Developmental changes in the intracellular Ca2+ release mechanisms in porcine oocytes.

1997 
The presence of different intracellular Ca 2+ release mechanisms in porcine oocytes and their involvement in mediating Ca 2+ transients in different developmental stages were investigated. Metaphase II arrested oocytes showed an increase in intracellular Ca 2+ concentration after injection of inositol 1,4,5-trisphosphate (InsP 3 ), the InsP 3 receptor agonist. Similar Ca 2+ spikes could be detected after injection of ryanodine and cyclic ADP ribose, the ryanodine receptor agonists.

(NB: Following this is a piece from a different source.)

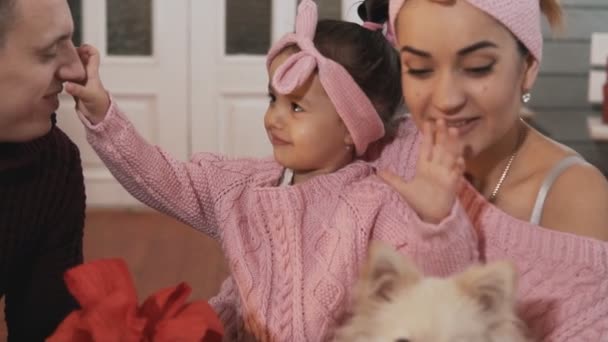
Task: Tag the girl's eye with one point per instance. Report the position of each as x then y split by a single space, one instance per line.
480 71
419 72
296 108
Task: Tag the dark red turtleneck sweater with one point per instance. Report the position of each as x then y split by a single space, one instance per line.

The InsP 3 -induced Ca 2+ release was inhibited by heparin, the InsP 3 receptor antagonist, whereas procaine, the ryanodine receptor antagonist, blocked the Ca 2+ transients generated by ryanodine and cyclic ADP ribose. In germinal vesicle-stage oocytes, intracellularly stored Ca 2+ could also be mobilized by agonist treatment, though the effective concentration to generate the Ca 2+ spikes was higher. After in vitro fertilization, repetitive Ca 2+ transients were generated in oocytes starting 2.5-3 h after insemination. They ceased around the time of pronuclear formation when the oocytes entered first interphase. At this stage, the receptors were still capable of mediating Ca 2+ release upon agonist treatment ; in many cases these spikes were of longer duration, suggesting that in interphase it takes a longer time for the Ca 2+ stores to resequester the mobilized Ca 2+ from the cytosol. These results suggest that porcine oocytes possess both InsP 3 and ryanodine Ca 2+ channel receptors and that the properties of the Ca 2+ release mechanisms change during oocyte development.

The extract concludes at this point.